13/12/2023 – 18:44
At the last meeting of 2023, the Monetary Policy Committee (Copom) decided to lower the Selic to 11.75% per year. It is the lowest level of the index since May 2022. At the time, the basic interest rate of the Brazilian economy began to increasing trajectoryreaching 13.75% per year Only in August of this year did the 0.5% drop begin with each new debate.
+ Genial/Quaest: 72% of the market expects Copom to reduce Selic by 0.5pp, to 11.75%, in December
In the statement, the committee stated that the external environment remains volatile and appears to be less adverse than at the previous meeting, marked by the cooling of longer-term interest rates in the United States. The text also informs that, maintaining the scenario, the committee members foresee a reduction of the same magnitude in the next meetings.
In the November minutes, when the level was at 12.25%, the board of directors of the Central Bank (BC) emphasized the issue of inflation as essential for the decision to lower the Selic. “Consumer inflation follows the expected disinflation trajectory, with a benign composition, showing a slowdown in both services inflation and core inflation,” the document said. The index has always been a reason given by Roberto Campos Neto, president of the BC, when criticized about high interest rates in the country.
November's Broad Consumer Price Index (IPCA) also brought a favorable environment for interest rates to fall, with an accumulated 4.04% – which exceeds the BC's target of 3.25%, but remains within the tolerance range, with a ceiling of 1.5 percentage points. Furthermore, what favored the fall so pressured by the current government?
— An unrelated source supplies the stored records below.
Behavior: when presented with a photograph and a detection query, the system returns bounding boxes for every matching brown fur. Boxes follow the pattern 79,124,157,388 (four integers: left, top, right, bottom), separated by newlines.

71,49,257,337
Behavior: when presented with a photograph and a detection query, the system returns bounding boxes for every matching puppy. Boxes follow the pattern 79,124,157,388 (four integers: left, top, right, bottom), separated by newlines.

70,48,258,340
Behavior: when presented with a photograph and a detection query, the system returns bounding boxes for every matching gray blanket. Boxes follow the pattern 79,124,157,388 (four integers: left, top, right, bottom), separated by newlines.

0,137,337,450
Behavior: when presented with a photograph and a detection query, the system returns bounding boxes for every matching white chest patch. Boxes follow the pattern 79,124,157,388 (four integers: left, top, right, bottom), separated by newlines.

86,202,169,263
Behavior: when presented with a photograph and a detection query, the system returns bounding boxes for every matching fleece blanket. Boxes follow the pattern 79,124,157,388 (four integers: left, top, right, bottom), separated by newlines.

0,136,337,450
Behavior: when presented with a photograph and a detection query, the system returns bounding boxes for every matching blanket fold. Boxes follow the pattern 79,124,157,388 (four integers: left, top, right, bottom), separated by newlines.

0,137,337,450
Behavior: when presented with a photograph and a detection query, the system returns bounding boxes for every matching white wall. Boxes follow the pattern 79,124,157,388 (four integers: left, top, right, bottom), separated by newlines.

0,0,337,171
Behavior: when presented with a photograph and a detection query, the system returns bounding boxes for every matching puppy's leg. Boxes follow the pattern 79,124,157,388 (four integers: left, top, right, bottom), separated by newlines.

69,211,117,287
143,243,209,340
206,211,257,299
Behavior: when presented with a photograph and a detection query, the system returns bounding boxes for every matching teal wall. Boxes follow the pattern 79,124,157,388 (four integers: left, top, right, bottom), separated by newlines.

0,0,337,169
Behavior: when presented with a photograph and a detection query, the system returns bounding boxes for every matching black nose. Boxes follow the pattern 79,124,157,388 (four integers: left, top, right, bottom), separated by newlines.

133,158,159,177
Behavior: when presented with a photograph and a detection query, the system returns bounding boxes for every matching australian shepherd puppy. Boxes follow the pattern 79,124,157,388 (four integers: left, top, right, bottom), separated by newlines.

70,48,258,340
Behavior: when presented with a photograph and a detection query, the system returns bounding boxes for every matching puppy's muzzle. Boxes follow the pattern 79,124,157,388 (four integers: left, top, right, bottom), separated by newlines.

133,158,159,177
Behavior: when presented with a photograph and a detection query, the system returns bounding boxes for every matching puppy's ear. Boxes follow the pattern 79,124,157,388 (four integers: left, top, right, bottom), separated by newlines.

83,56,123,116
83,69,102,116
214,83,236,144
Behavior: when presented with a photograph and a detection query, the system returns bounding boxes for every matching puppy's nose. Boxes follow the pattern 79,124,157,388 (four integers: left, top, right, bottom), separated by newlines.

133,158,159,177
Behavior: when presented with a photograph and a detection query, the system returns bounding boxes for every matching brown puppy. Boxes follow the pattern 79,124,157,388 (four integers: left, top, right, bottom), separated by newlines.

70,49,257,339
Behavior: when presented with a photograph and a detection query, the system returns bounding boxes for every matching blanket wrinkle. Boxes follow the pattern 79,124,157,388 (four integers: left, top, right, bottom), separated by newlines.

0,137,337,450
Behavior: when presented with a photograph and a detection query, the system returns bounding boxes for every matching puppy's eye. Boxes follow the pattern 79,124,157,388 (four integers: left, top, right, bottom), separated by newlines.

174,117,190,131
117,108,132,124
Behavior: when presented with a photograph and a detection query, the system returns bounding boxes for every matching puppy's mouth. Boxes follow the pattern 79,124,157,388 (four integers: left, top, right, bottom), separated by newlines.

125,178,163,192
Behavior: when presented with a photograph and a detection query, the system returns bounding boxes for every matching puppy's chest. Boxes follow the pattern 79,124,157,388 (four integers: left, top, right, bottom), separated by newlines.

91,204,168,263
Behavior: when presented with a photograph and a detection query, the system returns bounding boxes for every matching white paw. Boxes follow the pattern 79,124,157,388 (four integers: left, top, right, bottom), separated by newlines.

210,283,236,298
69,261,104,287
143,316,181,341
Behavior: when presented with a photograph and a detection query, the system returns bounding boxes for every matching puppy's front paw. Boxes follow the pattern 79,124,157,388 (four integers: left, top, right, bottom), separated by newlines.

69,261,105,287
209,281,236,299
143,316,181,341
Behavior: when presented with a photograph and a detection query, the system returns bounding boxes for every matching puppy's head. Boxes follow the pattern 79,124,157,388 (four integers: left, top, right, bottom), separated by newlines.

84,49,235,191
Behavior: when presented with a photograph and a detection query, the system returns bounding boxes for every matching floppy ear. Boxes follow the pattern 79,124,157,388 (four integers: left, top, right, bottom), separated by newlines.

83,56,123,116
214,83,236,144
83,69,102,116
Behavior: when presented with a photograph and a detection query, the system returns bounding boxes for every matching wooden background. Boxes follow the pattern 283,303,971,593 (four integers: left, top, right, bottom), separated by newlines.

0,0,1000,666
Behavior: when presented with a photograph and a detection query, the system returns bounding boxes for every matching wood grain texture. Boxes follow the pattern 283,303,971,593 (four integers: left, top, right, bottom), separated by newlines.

The fall in the Selic rate throughout the year is the result of a set of factors, according to André Roncaglia, professor at the Federal University of São Paulo (Unifesp). The first of these is the contractionary monetary policy since 2021, which fulfilled the role of keeping the exchange rate well-behaved; with the fall in the exchange rate throughout this year it also took a lot of weight off prices, the pass-through of international energy and food prices.
According to the expert, this is a very important variable, as there was an advanced process of disinflation. He explains that it continued systematically and this helps to understand the combined effect of both this exchange rate drop and the reduction in international energy and food prices.
“These two elements are, for me, the fundamental things to understand this process of fall in the Selic, which, as it reduced food inflation, energy inflation, partially accommodating even the tax increase on fuels. and also electrical energy, the effect was quite reasonable”, reinforces Roncaglia.
He also says that, from the point of view of services, the country had a long-lasting process of a contractionary monetary policy, which evidently helped to somewhat reduce the impact of service inflation. “Service inflation was falling, when we look at the cores, and this also helps a lot to explain this more benign scenario that the Central Bank saw for the behavior of inflation, which allowed this continued drop of 0.5% per meeting ”.
“It is right to say, finally, that the more benign scenario of a sustained drop in inflation, or a slowdown in inflation, I think it is more correct to say, was justifying this gradual drop. The scenario now for 2024 tends to raise another debate that will be when it can fall, to what point, to what level the Selic can fall and at what pace”, he concludes.
FED maintained interest rates in the USA
In the so-called Super Wednesday, the Federal Open Market Committee (Fomc) of the Federal Reserve (Fed, the North American central bank) maintained the Fed Funds rate at 5.25% to 5.50% per year . The unanimous decision is in line with what was expected by the financial market.